Sie rollen diese zusammen und verstauen Sie im Gepäck. Platzsparender sind Luftmatratzen. Für Trekkingtouren eignen sich Isomatten, die weniger als ein Kilo wiegen. Für mobile Personen sind schwerere Modelle aus der Isomatte-Kaufberatung kein Problem. Hier greifen Sie getrost zu einer großen und komfortableren Thermomatte.

Die Isolierung der Wärme durch die Matte

Der Wärmeisolierungsgrad bestimmt sich aus dem R-Wert. Dieser bezeichnet den Wärmedurchgangswiderstand des jeweiligen Materials. Ein höherer R-Wert bietet eine höhere Wärmeisolation. Die Matte minimiert dadurch den Wärmeverlust des Schlafsacks.
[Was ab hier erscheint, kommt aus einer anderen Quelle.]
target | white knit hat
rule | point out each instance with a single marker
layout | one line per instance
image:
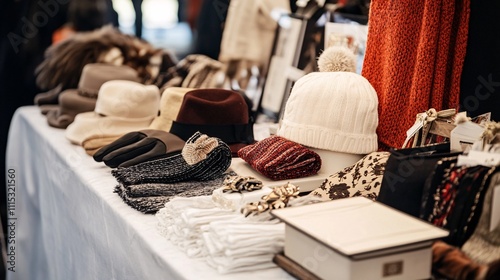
(334, 111)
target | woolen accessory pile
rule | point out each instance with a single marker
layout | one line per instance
(278, 158)
(93, 143)
(151, 197)
(202, 158)
(414, 57)
(335, 111)
(139, 146)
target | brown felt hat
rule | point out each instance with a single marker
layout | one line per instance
(83, 99)
(217, 113)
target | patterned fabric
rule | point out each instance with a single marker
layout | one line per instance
(361, 179)
(279, 159)
(457, 201)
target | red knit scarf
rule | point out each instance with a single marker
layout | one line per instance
(278, 158)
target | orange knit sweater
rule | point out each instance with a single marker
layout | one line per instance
(414, 58)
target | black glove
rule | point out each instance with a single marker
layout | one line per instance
(139, 146)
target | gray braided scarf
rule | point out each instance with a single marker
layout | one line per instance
(151, 197)
(203, 158)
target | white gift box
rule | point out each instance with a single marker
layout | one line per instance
(357, 238)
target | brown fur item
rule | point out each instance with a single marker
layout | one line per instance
(64, 61)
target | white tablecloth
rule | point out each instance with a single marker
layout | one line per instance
(70, 225)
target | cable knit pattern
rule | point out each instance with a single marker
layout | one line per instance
(278, 158)
(414, 59)
(176, 168)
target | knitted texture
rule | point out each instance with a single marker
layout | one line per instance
(335, 111)
(157, 189)
(278, 158)
(414, 59)
(176, 168)
(151, 204)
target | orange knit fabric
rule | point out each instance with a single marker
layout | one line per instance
(414, 58)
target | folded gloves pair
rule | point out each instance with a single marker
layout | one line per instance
(139, 146)
(160, 166)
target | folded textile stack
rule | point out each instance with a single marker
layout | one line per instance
(226, 239)
(243, 244)
(181, 219)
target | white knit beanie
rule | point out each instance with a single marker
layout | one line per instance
(334, 111)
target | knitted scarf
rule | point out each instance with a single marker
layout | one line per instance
(278, 158)
(203, 158)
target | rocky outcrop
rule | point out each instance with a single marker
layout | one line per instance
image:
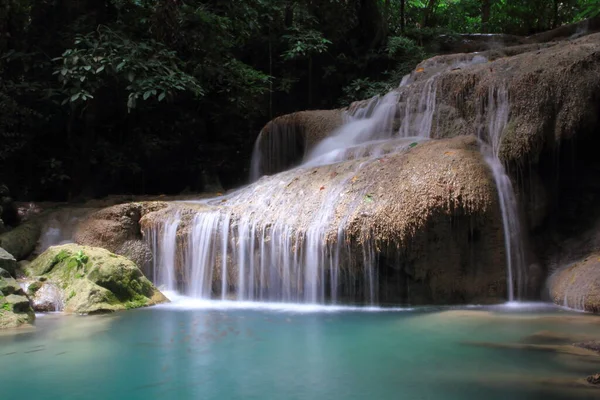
(7, 262)
(92, 280)
(578, 286)
(117, 229)
(22, 240)
(284, 141)
(430, 211)
(15, 310)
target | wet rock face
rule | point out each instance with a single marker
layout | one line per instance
(428, 216)
(117, 229)
(89, 280)
(15, 310)
(578, 285)
(594, 379)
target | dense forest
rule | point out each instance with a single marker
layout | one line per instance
(164, 96)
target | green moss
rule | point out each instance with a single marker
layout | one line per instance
(136, 302)
(33, 288)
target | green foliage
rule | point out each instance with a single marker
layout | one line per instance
(304, 43)
(33, 288)
(148, 69)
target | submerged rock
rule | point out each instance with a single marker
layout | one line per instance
(14, 304)
(578, 285)
(7, 261)
(92, 280)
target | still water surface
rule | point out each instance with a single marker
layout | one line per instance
(213, 350)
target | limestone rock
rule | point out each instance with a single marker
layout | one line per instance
(14, 305)
(93, 280)
(430, 211)
(594, 379)
(578, 285)
(21, 241)
(7, 261)
(117, 229)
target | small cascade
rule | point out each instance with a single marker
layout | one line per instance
(493, 121)
(278, 147)
(163, 241)
(259, 246)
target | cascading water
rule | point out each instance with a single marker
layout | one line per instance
(493, 122)
(163, 240)
(305, 256)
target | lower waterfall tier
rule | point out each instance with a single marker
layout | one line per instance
(419, 225)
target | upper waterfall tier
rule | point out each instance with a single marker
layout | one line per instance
(552, 86)
(420, 224)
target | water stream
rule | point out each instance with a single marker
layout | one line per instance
(259, 257)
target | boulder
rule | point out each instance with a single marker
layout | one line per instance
(284, 141)
(93, 280)
(429, 211)
(577, 285)
(15, 310)
(117, 229)
(22, 241)
(7, 262)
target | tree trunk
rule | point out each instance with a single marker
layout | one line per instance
(485, 15)
(402, 16)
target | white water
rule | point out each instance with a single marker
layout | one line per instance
(258, 258)
(493, 123)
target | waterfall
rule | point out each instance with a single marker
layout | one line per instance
(275, 250)
(163, 241)
(492, 127)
Dicke Modelle aus dem Isomatte-Ratgeber weisen einen höheren R-Wert auf. Um eine große Isolation zu erreichen, legen Sie mehrere Matten übereinander. Bei diesen addiert sich der jeweilige R-Wert zu einem Gesamtwert. Wählen Sie Ihre Matte nach den herrschenden Temperaturen im Außenbereich aus. Weist der Hersteller keinen R-Wert aus, eignet sich die Thermomatte ausschließlich für wärmere Nächte.

In unserer Isomatte-Kaufberatung geben wir Ihnen nachfolgend einen kurzen Überblick über die verschiedenen R-Werte und für welche Temperaturen und Einsatzbereiche sich Matten dieser Kategorie eignen. Die Stufe 1 gehört zu den geringsten R-Werten. Diese Matten eignen sich für Temperaturen über sieben Grad Celsius und für warme Nächte im Herbst oder Frühling. Matten mit einem R-Wert von 2 nutzen Sie bis zu zwei Grad Celsius an kühleren Frühlings- und Herbsttagen. Für kühlere Nächte im ganzen Jahr bis zu -5° C nutzen Sie Unterlagen mit einem R-Wert von 3.

Wintertauglich sind Matten der nächsthöheren Stufe. Sie sind optimal für die Nutzung bis zu Temperaturen von -11° C. Für Winterbiwaks in höheren Lagen eignen sich Thermomatten der Stufe 5. Bei diesen halten Sie sich bis zu -17 Grad Celsius warm. Extreme Wintertouren erfordern die höchste Stufe mit dem R-Wert von 6. Diese Matten schützen Sie bei bis zu -24 Grad Celsius. Zusätzlich zu unserer Isomatte-Kaufberatung bietet sich eine Beratung im Fachgeschäft an, wenn Sie spezielle Anforderungen an diese Matten stellen.